Potomac Heights, Sandy Creek Parking Deck under Construction This Summer
Posted: March 30, 2004 at 1:00 am, Last Updated: November 30, -0001 at 12:00 am
While it’s common for campus activity to slow down over the summer, that won’t be the case this year in terms of construction activity. A couple of projects already under way will kick into high gear, and others will just be breaking ground, according to Benn Crandall, senior facilities project officer.
Potomac Heights (Housing VI) student housing, a complement to Liberty Square, is expected to be finished in time for the fall 2004 semester. The building will add an additional 500 beds, bringing the total to 4,000 for on-campus residents.
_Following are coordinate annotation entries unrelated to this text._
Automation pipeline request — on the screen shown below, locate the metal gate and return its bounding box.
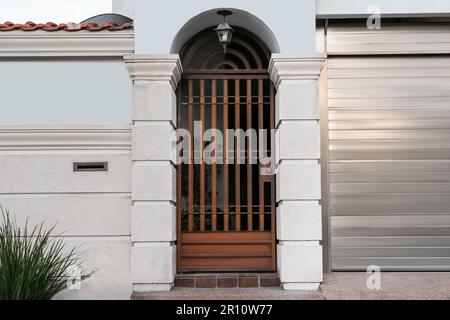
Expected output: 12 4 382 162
178 70 276 272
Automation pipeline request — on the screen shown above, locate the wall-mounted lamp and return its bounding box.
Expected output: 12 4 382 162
214 10 234 54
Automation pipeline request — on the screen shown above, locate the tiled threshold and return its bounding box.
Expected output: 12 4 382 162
175 273 280 289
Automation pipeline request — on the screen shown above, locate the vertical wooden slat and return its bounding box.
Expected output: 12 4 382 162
258 80 265 231
188 80 194 231
270 81 277 270
234 80 241 231
246 80 253 231
200 80 206 231
211 80 217 231
223 80 230 231
176 81 184 270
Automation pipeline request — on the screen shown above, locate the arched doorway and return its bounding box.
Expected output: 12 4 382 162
177 27 276 272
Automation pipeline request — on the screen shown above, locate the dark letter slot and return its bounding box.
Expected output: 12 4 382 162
73 162 108 172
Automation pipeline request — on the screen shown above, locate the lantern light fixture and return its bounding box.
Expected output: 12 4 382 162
214 10 234 55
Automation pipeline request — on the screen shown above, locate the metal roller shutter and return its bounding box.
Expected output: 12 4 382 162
328 56 450 271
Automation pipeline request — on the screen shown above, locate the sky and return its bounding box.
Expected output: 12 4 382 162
0 0 112 23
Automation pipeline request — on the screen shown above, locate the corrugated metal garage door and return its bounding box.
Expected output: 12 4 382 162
328 56 450 271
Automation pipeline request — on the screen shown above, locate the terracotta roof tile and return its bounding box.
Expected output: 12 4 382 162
0 21 133 32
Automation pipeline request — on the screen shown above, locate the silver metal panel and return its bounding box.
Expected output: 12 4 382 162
328 57 450 271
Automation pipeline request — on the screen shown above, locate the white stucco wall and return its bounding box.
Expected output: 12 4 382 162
317 0 450 17
0 58 132 124
134 0 316 54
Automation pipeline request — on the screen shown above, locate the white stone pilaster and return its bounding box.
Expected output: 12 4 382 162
269 54 326 290
124 54 182 292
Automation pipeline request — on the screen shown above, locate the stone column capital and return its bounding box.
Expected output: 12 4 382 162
124 54 183 90
269 54 327 89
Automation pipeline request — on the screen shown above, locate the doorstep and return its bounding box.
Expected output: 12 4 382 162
131 288 325 301
175 273 281 289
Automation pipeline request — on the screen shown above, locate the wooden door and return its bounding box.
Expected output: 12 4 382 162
177 29 276 272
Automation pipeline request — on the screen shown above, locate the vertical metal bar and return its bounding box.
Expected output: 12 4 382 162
223 80 229 231
246 80 253 231
258 80 265 231
211 80 217 231
234 79 241 231
200 80 206 231
188 80 194 232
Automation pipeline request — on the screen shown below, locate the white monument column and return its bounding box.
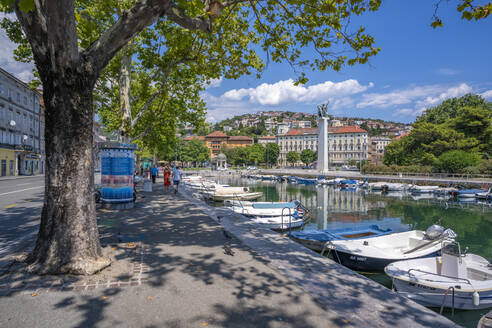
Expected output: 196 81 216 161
318 103 329 174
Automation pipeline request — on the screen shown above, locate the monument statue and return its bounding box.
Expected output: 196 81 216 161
318 101 330 118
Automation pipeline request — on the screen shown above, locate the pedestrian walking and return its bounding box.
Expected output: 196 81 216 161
173 166 183 194
151 165 159 183
164 165 171 193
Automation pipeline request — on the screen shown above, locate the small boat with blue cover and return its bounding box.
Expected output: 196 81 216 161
456 189 486 198
290 224 393 251
297 178 316 184
326 225 456 272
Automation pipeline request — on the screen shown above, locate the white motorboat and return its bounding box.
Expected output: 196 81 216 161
251 216 304 230
475 189 492 199
228 206 304 218
326 225 456 271
384 242 492 310
203 187 263 201
409 185 439 194
367 182 388 191
224 200 301 208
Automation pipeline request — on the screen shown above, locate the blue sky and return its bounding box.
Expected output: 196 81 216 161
0 0 492 123
204 0 492 123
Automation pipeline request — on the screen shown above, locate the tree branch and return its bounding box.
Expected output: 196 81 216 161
14 0 80 76
82 0 211 76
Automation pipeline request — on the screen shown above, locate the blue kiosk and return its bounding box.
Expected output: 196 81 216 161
99 142 138 209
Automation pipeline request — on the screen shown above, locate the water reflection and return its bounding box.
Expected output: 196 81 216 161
214 177 492 327
219 176 492 259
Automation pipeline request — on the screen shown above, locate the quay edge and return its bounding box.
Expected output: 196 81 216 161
180 184 459 328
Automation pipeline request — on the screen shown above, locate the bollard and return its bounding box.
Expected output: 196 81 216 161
144 179 152 192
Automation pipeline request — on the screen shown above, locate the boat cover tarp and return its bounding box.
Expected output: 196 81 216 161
291 224 393 242
252 202 297 208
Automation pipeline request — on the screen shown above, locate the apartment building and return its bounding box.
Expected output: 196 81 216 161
277 126 368 166
328 125 368 165
277 128 318 166
258 136 277 146
0 68 45 176
190 131 254 158
367 137 391 165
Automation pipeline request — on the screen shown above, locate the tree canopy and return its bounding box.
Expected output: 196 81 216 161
285 151 300 166
384 94 492 169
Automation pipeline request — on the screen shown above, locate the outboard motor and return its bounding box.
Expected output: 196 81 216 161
425 224 457 240
425 224 444 240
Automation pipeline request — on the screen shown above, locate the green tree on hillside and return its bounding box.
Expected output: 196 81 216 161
435 150 480 173
384 95 492 170
415 93 492 124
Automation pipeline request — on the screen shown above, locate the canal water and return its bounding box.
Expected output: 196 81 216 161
215 176 492 327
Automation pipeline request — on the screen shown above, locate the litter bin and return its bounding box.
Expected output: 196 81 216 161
144 179 152 192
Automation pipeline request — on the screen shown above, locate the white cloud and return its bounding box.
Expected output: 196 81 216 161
436 68 459 76
480 90 492 99
393 108 416 116
221 79 374 106
206 77 222 89
357 86 442 108
356 83 472 110
0 14 34 82
417 83 473 110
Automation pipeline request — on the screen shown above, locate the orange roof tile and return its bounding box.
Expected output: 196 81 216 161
285 128 318 136
328 125 367 133
185 136 205 141
207 131 227 138
229 136 253 142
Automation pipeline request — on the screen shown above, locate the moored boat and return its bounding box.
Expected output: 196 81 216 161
384 242 492 310
456 189 485 198
297 178 316 184
251 215 304 230
409 185 439 194
290 224 393 251
203 187 263 201
326 226 456 271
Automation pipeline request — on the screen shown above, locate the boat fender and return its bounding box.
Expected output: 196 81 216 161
472 291 480 306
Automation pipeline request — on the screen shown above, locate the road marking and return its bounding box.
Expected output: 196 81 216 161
0 186 44 196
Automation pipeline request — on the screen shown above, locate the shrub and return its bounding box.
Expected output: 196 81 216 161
478 158 492 174
435 150 480 173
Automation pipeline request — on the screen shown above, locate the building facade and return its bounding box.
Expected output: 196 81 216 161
0 68 45 176
328 125 368 166
277 126 368 166
200 131 254 159
258 136 277 146
367 137 391 165
277 128 318 166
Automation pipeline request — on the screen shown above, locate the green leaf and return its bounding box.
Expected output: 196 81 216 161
19 0 35 13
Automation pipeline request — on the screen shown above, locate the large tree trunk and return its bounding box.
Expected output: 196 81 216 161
13 0 211 274
28 72 110 274
118 44 132 142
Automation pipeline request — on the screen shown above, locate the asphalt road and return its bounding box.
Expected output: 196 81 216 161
0 176 44 268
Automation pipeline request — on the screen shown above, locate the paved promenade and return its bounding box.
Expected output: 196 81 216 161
0 180 454 328
258 169 492 188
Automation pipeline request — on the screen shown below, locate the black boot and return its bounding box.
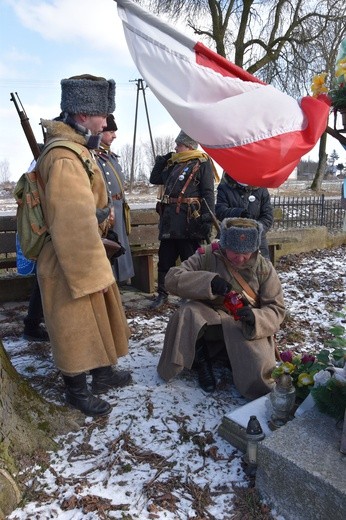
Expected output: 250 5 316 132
195 339 216 392
23 320 49 342
149 293 168 309
149 271 168 309
90 367 132 394
63 373 112 416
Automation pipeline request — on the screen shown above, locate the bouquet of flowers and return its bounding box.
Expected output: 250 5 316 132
272 318 346 419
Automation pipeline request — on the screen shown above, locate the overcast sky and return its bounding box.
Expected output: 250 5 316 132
0 0 179 180
0 0 346 180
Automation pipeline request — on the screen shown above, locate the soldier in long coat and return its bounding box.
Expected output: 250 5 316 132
97 114 135 282
37 75 131 416
158 218 285 399
215 172 274 258
150 131 215 309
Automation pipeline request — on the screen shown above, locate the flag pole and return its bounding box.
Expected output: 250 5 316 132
129 78 155 193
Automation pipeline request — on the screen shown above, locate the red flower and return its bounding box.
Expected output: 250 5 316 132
280 350 293 363
301 354 316 365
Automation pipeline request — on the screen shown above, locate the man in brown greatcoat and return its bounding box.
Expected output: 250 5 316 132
37 74 131 416
158 218 285 399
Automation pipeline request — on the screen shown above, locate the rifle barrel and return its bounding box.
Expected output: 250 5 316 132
10 92 41 160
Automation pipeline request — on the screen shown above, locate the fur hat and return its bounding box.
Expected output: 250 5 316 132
103 114 118 132
60 74 115 116
175 130 198 150
220 218 263 253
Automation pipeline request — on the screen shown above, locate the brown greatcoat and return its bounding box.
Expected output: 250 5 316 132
37 121 129 374
157 250 285 399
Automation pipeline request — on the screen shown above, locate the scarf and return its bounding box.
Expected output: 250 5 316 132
167 150 220 182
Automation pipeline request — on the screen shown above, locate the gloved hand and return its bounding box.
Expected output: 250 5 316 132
236 306 255 327
201 213 213 224
96 207 111 224
163 152 173 162
210 274 232 296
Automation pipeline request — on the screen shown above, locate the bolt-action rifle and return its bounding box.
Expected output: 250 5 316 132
11 92 41 160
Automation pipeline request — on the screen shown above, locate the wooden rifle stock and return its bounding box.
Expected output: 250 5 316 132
11 92 41 160
202 197 220 233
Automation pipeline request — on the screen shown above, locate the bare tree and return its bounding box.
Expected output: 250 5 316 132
0 340 84 518
143 135 175 172
137 0 346 189
0 159 10 183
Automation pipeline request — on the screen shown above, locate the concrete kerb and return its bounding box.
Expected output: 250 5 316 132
256 408 346 520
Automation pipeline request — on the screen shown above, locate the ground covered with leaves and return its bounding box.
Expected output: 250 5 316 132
0 247 345 520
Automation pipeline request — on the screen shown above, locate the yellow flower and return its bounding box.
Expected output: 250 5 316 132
311 72 328 97
281 361 296 374
297 372 314 386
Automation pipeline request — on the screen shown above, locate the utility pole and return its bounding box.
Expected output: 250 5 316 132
129 78 155 193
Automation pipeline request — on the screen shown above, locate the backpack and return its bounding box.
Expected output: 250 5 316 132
13 139 94 260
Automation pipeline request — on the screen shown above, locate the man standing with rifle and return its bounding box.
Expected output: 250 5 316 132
11 74 131 416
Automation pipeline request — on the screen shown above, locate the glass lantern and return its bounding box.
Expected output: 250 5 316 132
269 374 296 430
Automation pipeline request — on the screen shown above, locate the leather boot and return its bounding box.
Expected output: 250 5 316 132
195 339 216 392
149 271 168 309
23 323 49 343
63 373 112 416
149 293 168 309
90 366 132 394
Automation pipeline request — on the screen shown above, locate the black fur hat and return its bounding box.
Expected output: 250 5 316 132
220 217 263 253
103 114 118 132
60 74 115 116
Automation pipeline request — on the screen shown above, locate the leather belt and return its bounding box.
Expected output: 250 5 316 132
167 197 201 204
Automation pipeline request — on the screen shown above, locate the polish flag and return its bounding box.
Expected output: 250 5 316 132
115 0 329 188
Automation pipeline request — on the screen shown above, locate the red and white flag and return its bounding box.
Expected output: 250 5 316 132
115 0 329 188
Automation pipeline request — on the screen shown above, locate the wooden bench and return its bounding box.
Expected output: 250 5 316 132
0 209 159 302
129 209 160 293
0 208 292 302
0 215 34 302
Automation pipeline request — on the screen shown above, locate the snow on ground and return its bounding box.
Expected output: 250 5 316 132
0 247 345 520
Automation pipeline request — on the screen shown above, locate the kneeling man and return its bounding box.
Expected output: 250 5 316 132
157 218 285 399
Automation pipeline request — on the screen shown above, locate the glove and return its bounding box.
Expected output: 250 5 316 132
163 152 173 162
96 208 110 224
210 275 232 296
236 307 255 327
201 213 213 224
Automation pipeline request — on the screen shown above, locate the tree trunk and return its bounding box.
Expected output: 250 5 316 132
310 132 328 191
0 340 84 520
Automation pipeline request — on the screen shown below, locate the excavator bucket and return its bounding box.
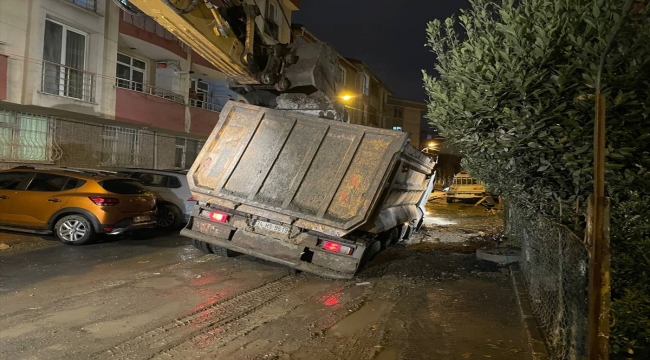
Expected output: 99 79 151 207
285 43 343 103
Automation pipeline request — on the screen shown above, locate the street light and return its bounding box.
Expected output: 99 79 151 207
339 92 355 102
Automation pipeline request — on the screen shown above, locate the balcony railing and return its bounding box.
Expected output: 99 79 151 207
41 60 96 102
190 95 230 112
116 79 185 104
67 0 97 12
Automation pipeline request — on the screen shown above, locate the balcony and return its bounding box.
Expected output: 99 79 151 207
41 60 96 103
66 0 97 12
115 79 185 132
115 79 185 104
190 96 230 136
190 96 230 112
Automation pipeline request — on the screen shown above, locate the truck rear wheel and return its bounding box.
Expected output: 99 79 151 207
192 240 212 254
209 244 241 257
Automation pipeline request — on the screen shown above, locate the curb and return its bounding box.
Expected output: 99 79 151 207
509 265 550 360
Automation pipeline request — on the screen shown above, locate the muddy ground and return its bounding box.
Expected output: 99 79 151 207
0 201 529 360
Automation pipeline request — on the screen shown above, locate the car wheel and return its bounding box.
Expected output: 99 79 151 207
156 205 182 229
54 215 95 245
209 244 241 257
192 240 212 254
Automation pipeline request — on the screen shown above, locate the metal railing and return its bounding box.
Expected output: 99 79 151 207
504 203 589 360
190 96 230 112
115 79 185 104
0 109 61 162
41 60 96 102
101 125 151 166
66 0 97 12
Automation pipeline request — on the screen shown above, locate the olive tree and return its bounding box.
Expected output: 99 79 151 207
424 0 650 352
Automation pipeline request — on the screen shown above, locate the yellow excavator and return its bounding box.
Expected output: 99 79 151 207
114 0 347 121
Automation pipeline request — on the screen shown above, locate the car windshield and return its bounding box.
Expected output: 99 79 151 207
99 179 149 194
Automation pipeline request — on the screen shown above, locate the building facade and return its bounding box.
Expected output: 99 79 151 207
0 0 299 169
386 96 427 150
292 24 391 128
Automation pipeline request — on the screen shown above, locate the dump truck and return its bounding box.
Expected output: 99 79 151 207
181 101 435 278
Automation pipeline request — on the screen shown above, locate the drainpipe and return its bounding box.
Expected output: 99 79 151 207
153 131 158 169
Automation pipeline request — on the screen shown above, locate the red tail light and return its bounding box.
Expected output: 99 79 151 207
89 196 120 206
321 240 354 255
208 211 229 222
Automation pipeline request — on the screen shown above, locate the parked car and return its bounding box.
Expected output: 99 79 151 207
114 168 196 228
445 171 487 203
0 166 156 244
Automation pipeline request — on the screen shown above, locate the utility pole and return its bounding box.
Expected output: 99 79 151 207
587 93 611 360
Also under construction is the new parking deck located on Parking Lot B, which will open in December. The 2,500-square-foot structure, to be named Sandy Creek Parking Deck, will be five levels, with 200 visitor spots on the lower level and 1,000 permit-required spaces filling the rest of the building. In the late spring or early summer, pre-cast shipments for the structure will be delivered to campus. These shipments–more than 4,000 pieces of concrete, some as long as 60 feet–will be arriving on tractor-trailer trucks. The plan is to have the trucks arrive, one at a time, in a specific numbered order. In the event that the trucks arrive out of order, or if they arrive at the same time, there will be a holding area for them in the corner of Parking Lot K. The number of trucks that arrive on campus daily will vary, but it could be as high as 20 a day.
Parking Lot B is expected to lose about 35 more spaces this summer when ground is broken for Research I, which will be built adjacent to the new parking deck. Scheduled for a spring 2005 opening, the four-story, 100,000-square-foot structure will address the university’s need for faculty offices and research laboratories. It will also include a high-tech astronomy laboratory and rooftop observatory. Eventually, Parking Lot B will be eliminated completely.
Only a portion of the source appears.